Revivals occurred more or less equally in both the Union and Confederate armies, in all theaters of the war, and throughout most of the conflict. Some historians have suggested that they began in the Confederate Army of Northern Virginia and became most noticeable beginning in the spring of 1863, though they occurred before then, as well. In fact, revivals generally followed an army’s first experience of heavy fighting and high casualties. A Confederate chaplain was not alone in writing that it was a well established pattern that “scores of men are converted immediately after great battles.”
In Virginia, heavy and sustained fighting on a very large scale began with the Peninsula Campaign in the spring of 1862. Several weeks later, as soon as the tempo of military operations allowed, the stirrings of revival began in both the Union and Confederate armies. Both chaplains and the soldiers themselves cited two reasons for the increased religious activity. First, many of the men were thankful that they had survived battle. “What cause for gratitude to God that I was not cut down when my comrades fell at my side,” wrote a Confederate soldier. In addition, their proximity to death and suffering brought to mind questions of their own mortality and afterlife. After witnessing the death of a fellow soldier, a Pennsylvania soldier wrote, “The fact that I must die became to me living and real.”

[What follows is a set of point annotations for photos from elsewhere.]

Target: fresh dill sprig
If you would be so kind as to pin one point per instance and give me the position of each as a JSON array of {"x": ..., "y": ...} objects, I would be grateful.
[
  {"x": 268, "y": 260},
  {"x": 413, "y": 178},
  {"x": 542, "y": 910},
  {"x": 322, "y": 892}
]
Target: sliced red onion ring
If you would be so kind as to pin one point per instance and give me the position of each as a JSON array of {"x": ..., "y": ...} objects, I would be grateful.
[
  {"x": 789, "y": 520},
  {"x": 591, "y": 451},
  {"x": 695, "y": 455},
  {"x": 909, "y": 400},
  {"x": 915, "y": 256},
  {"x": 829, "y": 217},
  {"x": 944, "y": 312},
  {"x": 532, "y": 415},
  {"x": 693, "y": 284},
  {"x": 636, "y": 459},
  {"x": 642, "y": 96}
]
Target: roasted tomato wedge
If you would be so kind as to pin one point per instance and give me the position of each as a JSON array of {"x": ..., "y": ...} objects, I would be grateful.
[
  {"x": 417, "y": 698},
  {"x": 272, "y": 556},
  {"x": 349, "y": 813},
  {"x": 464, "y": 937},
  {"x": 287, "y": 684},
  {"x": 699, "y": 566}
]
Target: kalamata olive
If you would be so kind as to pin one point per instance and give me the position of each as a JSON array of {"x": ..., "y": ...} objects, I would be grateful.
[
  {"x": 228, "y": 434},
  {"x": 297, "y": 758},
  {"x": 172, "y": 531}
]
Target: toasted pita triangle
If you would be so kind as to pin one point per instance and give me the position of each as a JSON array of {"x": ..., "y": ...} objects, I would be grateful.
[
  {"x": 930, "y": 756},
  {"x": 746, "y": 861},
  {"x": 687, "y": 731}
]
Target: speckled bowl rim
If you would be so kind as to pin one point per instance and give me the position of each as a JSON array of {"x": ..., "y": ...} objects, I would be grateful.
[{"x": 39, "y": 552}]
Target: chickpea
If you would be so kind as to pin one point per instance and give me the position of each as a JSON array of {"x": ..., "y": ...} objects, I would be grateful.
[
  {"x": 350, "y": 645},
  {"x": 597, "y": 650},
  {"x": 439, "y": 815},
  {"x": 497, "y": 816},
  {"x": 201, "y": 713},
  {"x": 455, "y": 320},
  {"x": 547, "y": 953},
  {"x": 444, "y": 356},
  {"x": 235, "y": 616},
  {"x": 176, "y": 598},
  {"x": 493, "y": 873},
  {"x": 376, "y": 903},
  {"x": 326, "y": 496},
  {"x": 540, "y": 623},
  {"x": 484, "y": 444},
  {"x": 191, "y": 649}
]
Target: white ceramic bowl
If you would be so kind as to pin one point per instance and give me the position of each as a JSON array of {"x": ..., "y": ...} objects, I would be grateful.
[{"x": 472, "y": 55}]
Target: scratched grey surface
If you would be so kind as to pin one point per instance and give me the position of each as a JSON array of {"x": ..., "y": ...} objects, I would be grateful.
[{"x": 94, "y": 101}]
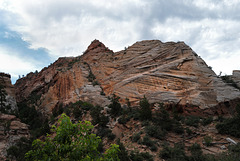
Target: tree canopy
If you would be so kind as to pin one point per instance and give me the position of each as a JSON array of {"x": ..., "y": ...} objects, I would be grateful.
[{"x": 71, "y": 142}]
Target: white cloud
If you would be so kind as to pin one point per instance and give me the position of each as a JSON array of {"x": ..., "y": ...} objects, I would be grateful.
[
  {"x": 216, "y": 41},
  {"x": 13, "y": 64}
]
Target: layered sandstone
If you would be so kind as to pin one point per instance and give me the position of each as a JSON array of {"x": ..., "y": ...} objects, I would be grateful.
[
  {"x": 163, "y": 72},
  {"x": 5, "y": 81}
]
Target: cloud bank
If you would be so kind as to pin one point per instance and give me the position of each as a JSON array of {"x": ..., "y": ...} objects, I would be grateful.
[{"x": 66, "y": 27}]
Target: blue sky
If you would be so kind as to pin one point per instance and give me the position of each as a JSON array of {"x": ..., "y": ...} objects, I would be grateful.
[{"x": 34, "y": 33}]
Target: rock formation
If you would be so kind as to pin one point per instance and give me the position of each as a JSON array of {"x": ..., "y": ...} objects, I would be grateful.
[
  {"x": 11, "y": 130},
  {"x": 5, "y": 82},
  {"x": 163, "y": 72},
  {"x": 236, "y": 77}
]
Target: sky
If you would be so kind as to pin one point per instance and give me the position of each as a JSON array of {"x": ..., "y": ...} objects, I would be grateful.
[{"x": 35, "y": 33}]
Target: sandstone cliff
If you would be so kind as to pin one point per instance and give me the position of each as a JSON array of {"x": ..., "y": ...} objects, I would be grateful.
[
  {"x": 11, "y": 130},
  {"x": 163, "y": 72},
  {"x": 10, "y": 103}
]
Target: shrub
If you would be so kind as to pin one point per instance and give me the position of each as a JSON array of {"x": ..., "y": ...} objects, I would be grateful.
[
  {"x": 122, "y": 154},
  {"x": 147, "y": 141},
  {"x": 155, "y": 131},
  {"x": 192, "y": 121},
  {"x": 206, "y": 121},
  {"x": 98, "y": 117},
  {"x": 18, "y": 151},
  {"x": 176, "y": 153},
  {"x": 208, "y": 140},
  {"x": 72, "y": 142},
  {"x": 77, "y": 112},
  {"x": 163, "y": 120},
  {"x": 230, "y": 126},
  {"x": 136, "y": 156},
  {"x": 196, "y": 152},
  {"x": 178, "y": 128},
  {"x": 123, "y": 120},
  {"x": 136, "y": 137},
  {"x": 188, "y": 131}
]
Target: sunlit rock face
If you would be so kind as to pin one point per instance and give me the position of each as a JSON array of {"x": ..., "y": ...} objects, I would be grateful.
[
  {"x": 10, "y": 103},
  {"x": 163, "y": 72}
]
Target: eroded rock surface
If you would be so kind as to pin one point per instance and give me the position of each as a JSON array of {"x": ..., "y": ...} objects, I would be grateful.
[
  {"x": 10, "y": 103},
  {"x": 163, "y": 72}
]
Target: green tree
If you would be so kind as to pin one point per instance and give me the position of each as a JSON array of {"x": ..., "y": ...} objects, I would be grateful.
[
  {"x": 145, "y": 110},
  {"x": 72, "y": 142}
]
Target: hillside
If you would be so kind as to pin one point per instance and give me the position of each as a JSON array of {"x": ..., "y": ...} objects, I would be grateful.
[
  {"x": 164, "y": 72},
  {"x": 155, "y": 100}
]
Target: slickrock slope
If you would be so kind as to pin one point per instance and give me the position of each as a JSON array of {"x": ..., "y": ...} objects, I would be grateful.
[
  {"x": 11, "y": 130},
  {"x": 163, "y": 72},
  {"x": 5, "y": 81}
]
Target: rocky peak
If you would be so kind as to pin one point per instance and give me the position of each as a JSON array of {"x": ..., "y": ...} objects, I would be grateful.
[
  {"x": 97, "y": 46},
  {"x": 164, "y": 72},
  {"x": 5, "y": 82}
]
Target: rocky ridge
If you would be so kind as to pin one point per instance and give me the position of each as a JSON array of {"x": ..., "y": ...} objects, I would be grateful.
[
  {"x": 11, "y": 130},
  {"x": 5, "y": 81},
  {"x": 164, "y": 72}
]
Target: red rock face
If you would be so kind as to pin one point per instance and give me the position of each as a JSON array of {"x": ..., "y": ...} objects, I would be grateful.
[{"x": 163, "y": 72}]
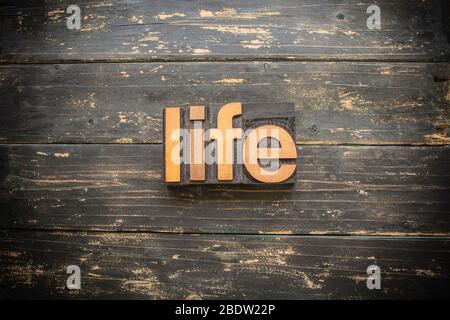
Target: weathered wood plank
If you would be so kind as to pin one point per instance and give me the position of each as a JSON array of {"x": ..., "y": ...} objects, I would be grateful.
[
  {"x": 114, "y": 30},
  {"x": 375, "y": 103},
  {"x": 149, "y": 266},
  {"x": 339, "y": 190}
]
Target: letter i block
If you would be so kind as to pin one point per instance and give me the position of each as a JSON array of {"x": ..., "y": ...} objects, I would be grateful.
[{"x": 230, "y": 144}]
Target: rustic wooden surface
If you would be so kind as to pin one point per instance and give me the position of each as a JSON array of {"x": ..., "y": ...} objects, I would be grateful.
[
  {"x": 336, "y": 102},
  {"x": 339, "y": 190},
  {"x": 233, "y": 29},
  {"x": 164, "y": 266},
  {"x": 81, "y": 154}
]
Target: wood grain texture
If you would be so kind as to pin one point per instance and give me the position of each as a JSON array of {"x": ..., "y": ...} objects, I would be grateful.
[
  {"x": 119, "y": 30},
  {"x": 339, "y": 190},
  {"x": 156, "y": 266},
  {"x": 356, "y": 103}
]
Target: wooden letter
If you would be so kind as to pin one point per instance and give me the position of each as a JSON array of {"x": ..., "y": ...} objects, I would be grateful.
[
  {"x": 172, "y": 144},
  {"x": 225, "y": 135},
  {"x": 197, "y": 144},
  {"x": 252, "y": 153}
]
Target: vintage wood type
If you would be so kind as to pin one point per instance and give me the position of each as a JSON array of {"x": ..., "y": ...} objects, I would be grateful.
[
  {"x": 82, "y": 157},
  {"x": 234, "y": 152}
]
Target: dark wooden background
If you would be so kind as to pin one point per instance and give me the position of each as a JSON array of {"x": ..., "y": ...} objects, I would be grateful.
[{"x": 81, "y": 154}]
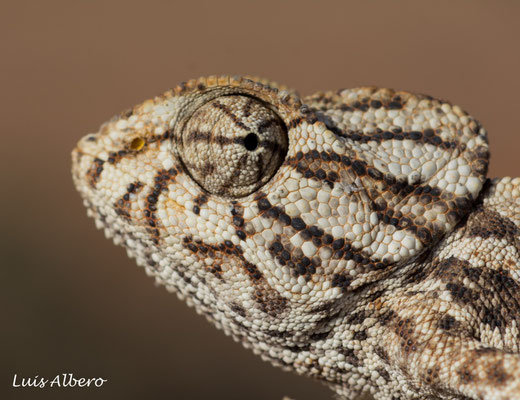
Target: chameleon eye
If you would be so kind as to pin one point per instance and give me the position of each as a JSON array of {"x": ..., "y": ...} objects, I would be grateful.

Revivals in the armies took different forms. In 1862 a Georgia soldier serving in Virginia wrote that although there had been none of what he called “revival meetings”—large, enthusiastic, often highly demonstrative religious services—nevertheless a strong religious movement was in progress, characterized by nightly prayer meetings in many regiments and a large upsurge in Bible reading among the troops. At other times the army revivals included more traditional displays of heightened religious interest. During the first months of 1864, delegates of the United States Christian Commission, an organization established by Northern churches to minister to the spiritual and material needs of the soldiers, set up a tent in the Vermont Brigade of the Union’s Army of the Potomac. Though the tent could hold two hundred men, it hosted overflow crowds at nightly meetings, with many men unable to get close enough to hear the preaching. Services lasted an hour and a half, with a short sermon followed by a lengthy experience meeting in which many soldiers took part. Similar meetings were taking place throughout the Army of the Potomac that winter, as well as in the camps of the Army of Northern Virginia.
The revivals in the armies continued until combat operations made them impractical, then they sprang up again when the campaigning stopped. The Civil War was the occasion for a series of revivals, occurring in both armies from 1862 until 1865, interrupted by the fighting of battles. The new faith that the soldiers found through these revivals helped to sustain them amid the carnage and hardship of war and may have mitigated somewhat the demoralizing effects of warfare on the men who waged it.